# Multiple testing correction

By default, the confidence intervals for metric individually control their error rates; a 95% confidence interval fails to cover to true underlying parameter 5% of the time. Thus for an experiment with 20 confidence intervals (one variant with 20 metrics, or 2 variants with 10 metrics each), we can expect one of these to fail its coverage.

We can avoid this by making our confidence intervals more conservative (wider) in order to control the Family-wise error rate (FWER), that is, the probability that any single confidence interval does not cover its underlying true parameter.
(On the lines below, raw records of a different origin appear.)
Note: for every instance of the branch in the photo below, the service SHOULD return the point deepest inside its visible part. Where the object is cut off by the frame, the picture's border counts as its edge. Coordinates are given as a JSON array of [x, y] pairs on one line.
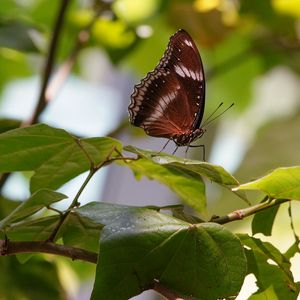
[[42, 101], [246, 212], [12, 248]]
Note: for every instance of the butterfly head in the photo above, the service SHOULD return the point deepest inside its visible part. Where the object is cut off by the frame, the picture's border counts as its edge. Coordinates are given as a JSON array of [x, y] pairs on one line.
[[186, 139]]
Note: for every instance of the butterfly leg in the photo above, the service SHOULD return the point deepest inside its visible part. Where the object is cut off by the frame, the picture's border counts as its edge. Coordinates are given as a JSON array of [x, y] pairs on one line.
[[186, 150], [203, 149], [175, 150], [164, 147]]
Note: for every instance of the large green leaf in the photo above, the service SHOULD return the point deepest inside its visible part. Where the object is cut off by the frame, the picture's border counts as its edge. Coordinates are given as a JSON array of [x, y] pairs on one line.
[[262, 221], [15, 34], [32, 230], [183, 176], [81, 232], [204, 261], [25, 149], [212, 172], [277, 275], [186, 184], [71, 161], [280, 183], [36, 279], [54, 155], [36, 202]]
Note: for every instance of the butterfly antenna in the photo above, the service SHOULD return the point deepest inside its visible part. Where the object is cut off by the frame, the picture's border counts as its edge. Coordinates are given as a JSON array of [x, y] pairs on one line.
[[209, 120], [210, 116]]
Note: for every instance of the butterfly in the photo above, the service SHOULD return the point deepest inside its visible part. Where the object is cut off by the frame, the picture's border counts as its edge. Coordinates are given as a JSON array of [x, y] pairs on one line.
[[169, 101]]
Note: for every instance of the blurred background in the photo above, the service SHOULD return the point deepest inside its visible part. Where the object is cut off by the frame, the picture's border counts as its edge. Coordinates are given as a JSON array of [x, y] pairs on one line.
[[251, 54]]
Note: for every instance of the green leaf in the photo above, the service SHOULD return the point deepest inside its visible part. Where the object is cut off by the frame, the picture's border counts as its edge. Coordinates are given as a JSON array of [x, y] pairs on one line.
[[280, 183], [36, 279], [278, 275], [267, 294], [81, 232], [7, 206], [32, 230], [25, 149], [54, 155], [8, 124], [71, 161], [15, 34], [263, 221], [180, 175], [186, 184], [204, 261], [212, 172], [293, 249], [36, 202]]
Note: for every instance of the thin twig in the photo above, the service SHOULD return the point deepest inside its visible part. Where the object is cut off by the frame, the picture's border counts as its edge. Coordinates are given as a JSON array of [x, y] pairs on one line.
[[12, 248], [64, 70], [297, 240], [93, 170], [42, 101], [248, 211]]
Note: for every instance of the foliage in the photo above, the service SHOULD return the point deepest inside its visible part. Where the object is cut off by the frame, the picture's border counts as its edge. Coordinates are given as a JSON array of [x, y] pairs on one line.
[[177, 250]]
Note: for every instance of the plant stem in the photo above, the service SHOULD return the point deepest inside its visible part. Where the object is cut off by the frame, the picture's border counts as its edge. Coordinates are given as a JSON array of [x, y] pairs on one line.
[[12, 248], [246, 212], [42, 101]]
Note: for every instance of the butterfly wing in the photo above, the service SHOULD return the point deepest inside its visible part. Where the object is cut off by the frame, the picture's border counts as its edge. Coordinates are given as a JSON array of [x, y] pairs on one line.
[[169, 101]]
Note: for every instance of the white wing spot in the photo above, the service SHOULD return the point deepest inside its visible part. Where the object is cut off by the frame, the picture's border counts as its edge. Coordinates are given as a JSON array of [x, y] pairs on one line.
[[179, 71], [189, 43]]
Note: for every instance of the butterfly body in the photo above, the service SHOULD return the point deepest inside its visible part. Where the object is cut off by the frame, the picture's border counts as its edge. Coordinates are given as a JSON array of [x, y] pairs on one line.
[[169, 101]]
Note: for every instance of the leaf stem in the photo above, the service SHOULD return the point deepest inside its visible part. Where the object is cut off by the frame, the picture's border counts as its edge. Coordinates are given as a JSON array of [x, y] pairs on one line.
[[93, 170], [297, 240], [246, 212], [11, 248], [42, 101]]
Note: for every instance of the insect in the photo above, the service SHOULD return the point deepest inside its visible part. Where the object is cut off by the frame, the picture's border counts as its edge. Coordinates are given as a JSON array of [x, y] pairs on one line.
[[169, 101]]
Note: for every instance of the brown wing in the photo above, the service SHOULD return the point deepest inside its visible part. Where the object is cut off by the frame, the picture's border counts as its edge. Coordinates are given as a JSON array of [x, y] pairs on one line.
[[169, 101]]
Naturally, the more confidence intervals we look at, the more stringent this approach is.

Eppo's approach corrects for multiple testing across both **metrics and variants**. If your experiment includes unused variants, disable them by unchecking "Include in this experiment" in the experiment configuration page. This way, the unused variants will not affect the multiple testing correction.

We allow for control of FWER using the **preferential Bonferroni** method. This is similar to the well-known Bonferroni correction except that it gives additional weight to the primary metric:

To be precise, if $\gamma$ indicates the weighted alpha spending, and assume we have $k$ treatment variants and $m$ metrics, then the preferential Bonferroni method gives us $\gamma \frac{\alpha}{k}$-confidence intervals for the primary metrics ands $(1-\gamma)\frac{\alpha}{k (m-1)}$-confidence intervals for all other metrics. The benefit of this approach over the classical Bonferroni correction is that the power to detect changes in the primary metric does not depend on how many other metrics are added to the experiment.

This setting is unavailable for Bayesian analysis. As long as the prior is specified appropriately, Bayesian approaches do not suffer from the multiple testing problem: see Gelman et al, *Why we (usually) don't have to worry about multiple comparisons*.